Adjudication on domestic contracts
Construction Act adjudication is mandatory on all construction contracts EXCEPT those with a residential occupier — i.e. owner-occupier renovation contracts are EXCLUDED unless adjudication is contractually agreed. Most JCT residential contracts include adjudication clauses voluntarily — JCT Minor Works, JCT Intermediate, JCT Standard all incorporate adjudication. FMB domestic contracts also include adjudication. Bespoke contracts: verify adjudication clause exists. Without contractual adjudication, parties must resort to court or arbitration for binding decisions. At contract signing, ensure adjudication clause present — provides fast resolution route. Most adjudicators residential-experienced now; understand domestic disputes; balance technical and consumer perspectives. RICS Dispute Resolution Service, RIBA, Construction Industry Council Adjudication Procedure all maintain panels of residential-experienced adjudicators.
Process step by step
(1) Notice of adjudication served by claimant on respondent — names dispute, identifies adjudicator nominating body, requests appointment. (2) Adjudicator appointed within 7 days. (3) Claimant submits referral notice + supporting evidence within 7 days of appointment — written case, photographs, contract documents, valuations. (4) Respondent submits response within 14 days. (5) Adjudicator may request further submissions, site visit, or oral hearing — typically held within 14 days of referral. (6) Adjudicator issues written decision within 28 days of referral (extendable to 42 with consent). (7) Decision: includes findings of fact, legal analysis, monetary award (if any). (8) Enforcement: if loser doesn't pay within decision deadline, winner applies to Technology and Construction Court for summary judgment (typically granted within 4–8 weeks). Adjudicator's decision is binding pending arbitration or court — most parties accept and don't challenge.

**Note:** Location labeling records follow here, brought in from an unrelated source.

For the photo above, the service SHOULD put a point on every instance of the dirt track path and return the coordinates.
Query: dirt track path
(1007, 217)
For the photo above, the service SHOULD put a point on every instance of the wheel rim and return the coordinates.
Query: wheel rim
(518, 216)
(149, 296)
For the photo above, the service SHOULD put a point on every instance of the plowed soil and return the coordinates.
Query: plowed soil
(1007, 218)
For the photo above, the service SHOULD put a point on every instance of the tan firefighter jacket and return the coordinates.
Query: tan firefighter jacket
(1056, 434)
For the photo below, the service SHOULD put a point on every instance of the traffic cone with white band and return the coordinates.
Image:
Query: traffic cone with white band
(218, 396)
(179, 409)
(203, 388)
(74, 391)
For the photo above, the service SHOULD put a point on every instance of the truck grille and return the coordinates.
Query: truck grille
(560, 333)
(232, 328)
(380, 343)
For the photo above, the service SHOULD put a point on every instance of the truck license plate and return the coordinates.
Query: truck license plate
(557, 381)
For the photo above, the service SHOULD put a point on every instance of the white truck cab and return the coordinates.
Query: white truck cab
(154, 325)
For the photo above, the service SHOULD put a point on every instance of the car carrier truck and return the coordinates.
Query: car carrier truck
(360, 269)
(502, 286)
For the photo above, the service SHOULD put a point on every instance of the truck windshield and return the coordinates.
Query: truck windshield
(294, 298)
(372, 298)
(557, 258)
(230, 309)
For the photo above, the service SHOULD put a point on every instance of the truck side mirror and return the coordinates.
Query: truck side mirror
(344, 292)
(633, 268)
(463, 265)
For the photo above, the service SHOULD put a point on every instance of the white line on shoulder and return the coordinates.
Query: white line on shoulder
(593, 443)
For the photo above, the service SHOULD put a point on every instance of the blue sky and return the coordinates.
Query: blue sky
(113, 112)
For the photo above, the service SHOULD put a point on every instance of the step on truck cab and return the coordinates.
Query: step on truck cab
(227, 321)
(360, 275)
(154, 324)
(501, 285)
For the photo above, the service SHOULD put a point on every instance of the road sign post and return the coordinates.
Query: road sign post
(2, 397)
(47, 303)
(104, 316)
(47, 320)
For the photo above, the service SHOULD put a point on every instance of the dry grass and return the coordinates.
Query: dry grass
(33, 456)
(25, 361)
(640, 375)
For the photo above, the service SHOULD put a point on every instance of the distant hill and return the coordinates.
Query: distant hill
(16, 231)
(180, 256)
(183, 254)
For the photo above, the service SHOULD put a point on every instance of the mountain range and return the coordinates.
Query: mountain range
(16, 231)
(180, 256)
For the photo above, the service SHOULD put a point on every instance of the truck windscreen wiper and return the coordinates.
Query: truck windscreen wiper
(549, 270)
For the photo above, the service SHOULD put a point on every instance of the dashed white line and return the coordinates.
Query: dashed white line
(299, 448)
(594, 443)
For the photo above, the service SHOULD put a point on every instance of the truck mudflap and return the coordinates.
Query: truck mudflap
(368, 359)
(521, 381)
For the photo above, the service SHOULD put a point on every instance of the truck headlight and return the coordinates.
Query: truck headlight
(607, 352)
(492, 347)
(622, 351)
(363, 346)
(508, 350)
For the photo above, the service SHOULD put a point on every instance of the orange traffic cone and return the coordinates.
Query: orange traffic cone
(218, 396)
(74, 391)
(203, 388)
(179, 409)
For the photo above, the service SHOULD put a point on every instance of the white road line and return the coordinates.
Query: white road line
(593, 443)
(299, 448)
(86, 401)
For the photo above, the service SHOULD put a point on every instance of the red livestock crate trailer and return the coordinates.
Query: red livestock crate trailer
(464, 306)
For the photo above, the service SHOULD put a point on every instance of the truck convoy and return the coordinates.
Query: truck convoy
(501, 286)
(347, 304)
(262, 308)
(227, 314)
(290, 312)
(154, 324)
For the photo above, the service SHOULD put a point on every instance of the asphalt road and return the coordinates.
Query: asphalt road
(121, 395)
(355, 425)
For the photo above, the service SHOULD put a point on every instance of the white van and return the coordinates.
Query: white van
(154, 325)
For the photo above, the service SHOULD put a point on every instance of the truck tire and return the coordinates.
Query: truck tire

Strategy and practical advice
Adjudication is fast and decisive — strong tool for cash-flow-critical disputes. Strategy: (1) Time matters — claimant chooses timing; refer when respondent under pressure (e.g. mid-project for ongoing payment dispute). (2) Quality of submissions matters — adjudicator decides on evidence presented; not court-style cross-examination. Strong written case with clear evidence wins. (3) Engage QS/lawyer for technical disputes — adjudicators expect commercially-aware submissions. (4) Don't refer ambiguous disputes — adjudicator will decline jurisdiction if dispute not clear. (5) Decision binding pending challenge — court challenge possible on narrow grounds (jurisdiction, natural justice) but rare to succeed. (6) Pay decision promptly even if appealing — failure to pay risks costs and reputation. (7) Most decisions hold up on later arbitration/court — adjudicator decisions are robust.